La première séquence du reportage a été entièrement filmée dans l'enceinte même du nouvel aérogare conçu par l'architecte britannique Norman Foster. Elle propose des images classiques des sujets tournés dans les aéroports, tels que des plans sur des passagers qui attendent devant les comptoirs d'embarquement des compagnies aériennes ou sur des écrans d'affichage des vols. Cette séquence vise surtout à faire prendre conscience aux téléspectateurs de l'immensité de ce nouveau terminal, désormais le plus grand au monde. Plusieurs plans donnent ainsi à voir les dimensions inégalées du bâtiment. Le commentaire insiste d'ailleurs sur celles-ci en accumulant une série de chiffres destinés à frapper les esprits.

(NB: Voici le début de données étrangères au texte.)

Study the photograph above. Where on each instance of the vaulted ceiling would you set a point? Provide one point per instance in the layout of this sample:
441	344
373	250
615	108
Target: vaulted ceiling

Pascal Golomer, correspondant permanent de France 2 à Pékin, ne se contente toutefois pas de proposer un sujet factuel uniquement consacré à une inauguration aéroportuaire. Il replace également celle-ci dans un contexte plus général, celui du transport aérien en Chine. Cette deuxième partie a deux objectifs. Il s'agit d'une part de souligner la forte croissance du trafic aérien chinois. Il s'agit d'autre part de mettre en avant l'un des problèmes suscités par cet essor, celui du manque de pilotes. De façon logique, cette deuxième séquence est principalement illustrée par des plans filmés à l'extérieur du nouveau terminal : elle se compose d'images d'atterrissages d'avions, d'appareils stationnant sur le tarmac ou de plans d'ensemble de l'aéroport.

Christophe Gracieux

Transcription

Présentateur
C’est le plus grand terminal d’aéroport du monde. Il vient tout juste d’être achevé à Pékin. Les chiffres sont impressionnants à l’image de ce qui se passe en Chine. Là-bas, les besoins croissent plus vite que les moyens. Et c’est vrai aussi pour le trafic aérien. La Chine, par exemple, n’arrive pas à former assez de pilotes d’avion pour répondre à la demande. Il devrait en manquer 2000 d’ici à deux ans. Correspondance : Pascal Golomer, Adeline Cassier.
Pascal Golomer
Après 4 ans de travaux à peine et plus de 1 milliard et demi d’euros dépensés, l’aéroport de Pékin ouvre donc son troisième terminal. En termes de taille, c’est le plus grand du monde. Un million de m², 130 magasins, 60 restaurants, 200 000 passagers par jour. Mais ce matin, il sonnait encore un peu creux. 9 compagnies seulement ont investi les lieux pour une période test. Une vingtaine d’autres les rejoindront dans un mois.
Inconnu
En cette année olympique, cela permet à Pékin de montrer au monde entier une image de modernité, de réussite et de performance technique.
Pascal Golomer
Pékin avait, de toute façon, grand besoin de ce nouvel aérogare parce que les deux autres, prévus pour accueillir 35 millions de passagers par an, étaient devenus totalement saturés.
Tong Zhiyi
Nous tablons sur 60 millions de passagers cette année. Sans ce nouveau terminal, nous aurions dû limiter le nombre d’avions qui atterrissent ici. Et cela aurait pénalisé le développement économique de la région.
Pascal Golomer
Une croissance à l’image de tout le trafic aérien en Chine. Le pays prévoit de construire une cinquantaine de nouveaux aéroports d’ici à 2010. Les constructeurs aéronautiques, eux, se frottent les mains. Plus de 3000 avions devraient être vendus dans les 20 prochaines années.
John Bruns
A chaque fois que vous embarquez en Chine, vous verrez des passagers qui prennent l’avion pour la première fois. Et il y a énormément de Chinois qui n’ont jamais pris l’avion. Donc le potentiel encore inexploité est énorme.
Pascal Golomer
Seul problème, et il est de taille, le personnel manque cruellement pour prendre les commandes de ces nouveaux avions. Les centres de formation ont du mal à suivre le rythme. Et de plus en plus de compagnies embauchent à prix d’or des commandants de bord étrangers. Faute d’un nombre de pilotes suffisants, le gouvernement chinois ne veut autoriser aucune nouvelle compagnie jusqu'en 2010. Pourtant les candidats ne manquent pas, attirés par la croissance d’un marché que rien ne semble pouvoir arrêter.